SECTION 50. The repeal or amendment by this act of any law, whether temporary or permanent or civil or criminal, does not affect pending actions, rights, duties, or liabilities founded thereon, or alter, discharge, release or extinguish any penalty, forfeiture, or liability incurred under the repealed or amended law, unless the repealed or amended provision shall so expressly provide. After the effective date of this act, all laws repealed or amended by this act must be taken and treated as remaining in full force and effect for the purpose of sustaining any pending or vested right, civil action, special proceeding, criminal prosecution, or appeal existing as of the effective date of this act, and for the enforcement of rights, duties, penalties, forfeitures, and liabilities as they stood under the repealed or amended laws.
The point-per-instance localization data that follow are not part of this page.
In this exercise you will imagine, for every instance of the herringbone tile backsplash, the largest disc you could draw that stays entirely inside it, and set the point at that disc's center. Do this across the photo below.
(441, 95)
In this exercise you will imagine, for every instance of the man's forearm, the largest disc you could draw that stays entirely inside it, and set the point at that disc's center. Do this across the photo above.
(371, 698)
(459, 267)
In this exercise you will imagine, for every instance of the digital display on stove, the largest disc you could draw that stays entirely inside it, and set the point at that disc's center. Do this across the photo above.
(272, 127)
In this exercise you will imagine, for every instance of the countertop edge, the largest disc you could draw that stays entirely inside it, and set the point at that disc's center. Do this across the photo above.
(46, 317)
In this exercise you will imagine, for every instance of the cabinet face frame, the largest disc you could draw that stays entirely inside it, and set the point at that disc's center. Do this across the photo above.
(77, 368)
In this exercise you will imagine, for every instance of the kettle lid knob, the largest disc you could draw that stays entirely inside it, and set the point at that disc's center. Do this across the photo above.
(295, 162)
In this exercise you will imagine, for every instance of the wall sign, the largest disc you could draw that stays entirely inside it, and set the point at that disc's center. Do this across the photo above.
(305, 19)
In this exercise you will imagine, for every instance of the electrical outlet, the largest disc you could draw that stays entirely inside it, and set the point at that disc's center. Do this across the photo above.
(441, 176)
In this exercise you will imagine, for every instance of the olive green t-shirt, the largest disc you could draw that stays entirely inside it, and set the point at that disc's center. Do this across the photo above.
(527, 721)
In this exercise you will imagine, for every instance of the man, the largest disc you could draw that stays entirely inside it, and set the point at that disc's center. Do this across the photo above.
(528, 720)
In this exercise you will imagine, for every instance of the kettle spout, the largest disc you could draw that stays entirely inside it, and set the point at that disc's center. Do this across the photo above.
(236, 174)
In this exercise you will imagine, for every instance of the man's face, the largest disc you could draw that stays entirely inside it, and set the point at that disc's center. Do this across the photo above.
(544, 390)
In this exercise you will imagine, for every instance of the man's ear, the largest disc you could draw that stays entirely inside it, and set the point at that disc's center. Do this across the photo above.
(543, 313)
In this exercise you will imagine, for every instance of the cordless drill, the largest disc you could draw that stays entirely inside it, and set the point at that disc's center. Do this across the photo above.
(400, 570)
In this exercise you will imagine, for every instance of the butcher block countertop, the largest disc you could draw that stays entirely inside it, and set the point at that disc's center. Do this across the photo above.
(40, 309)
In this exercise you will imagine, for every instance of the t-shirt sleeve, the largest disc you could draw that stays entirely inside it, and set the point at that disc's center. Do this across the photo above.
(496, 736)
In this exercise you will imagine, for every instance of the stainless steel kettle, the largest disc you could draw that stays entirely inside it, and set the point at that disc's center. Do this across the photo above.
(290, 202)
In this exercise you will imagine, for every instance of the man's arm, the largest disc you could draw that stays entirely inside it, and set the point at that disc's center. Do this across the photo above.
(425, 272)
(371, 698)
SECTION 51. If any section, subsection, paragraph, subparagraph, sentence, clause, phrase, or word of this act is for any reason held to be unconstitutional or invalid, such holding shall not affect the constitutionality or validity of the remaining portions of this act, the General Assembly hereby declaring that it would have passed this act, and each and every section, subsection, paragraph, subparagraph, sentence, clause, phrase, and word thereof, irrespective of the fact that any one or more other sections, subsections, paragraphs, subparagraphs, sentences, clauses, phrases, or words hereof may be declared to be unconstitutional, invalid, or otherwise ineffective.
SECTION 52. This act takes effect upon approval by the Governor.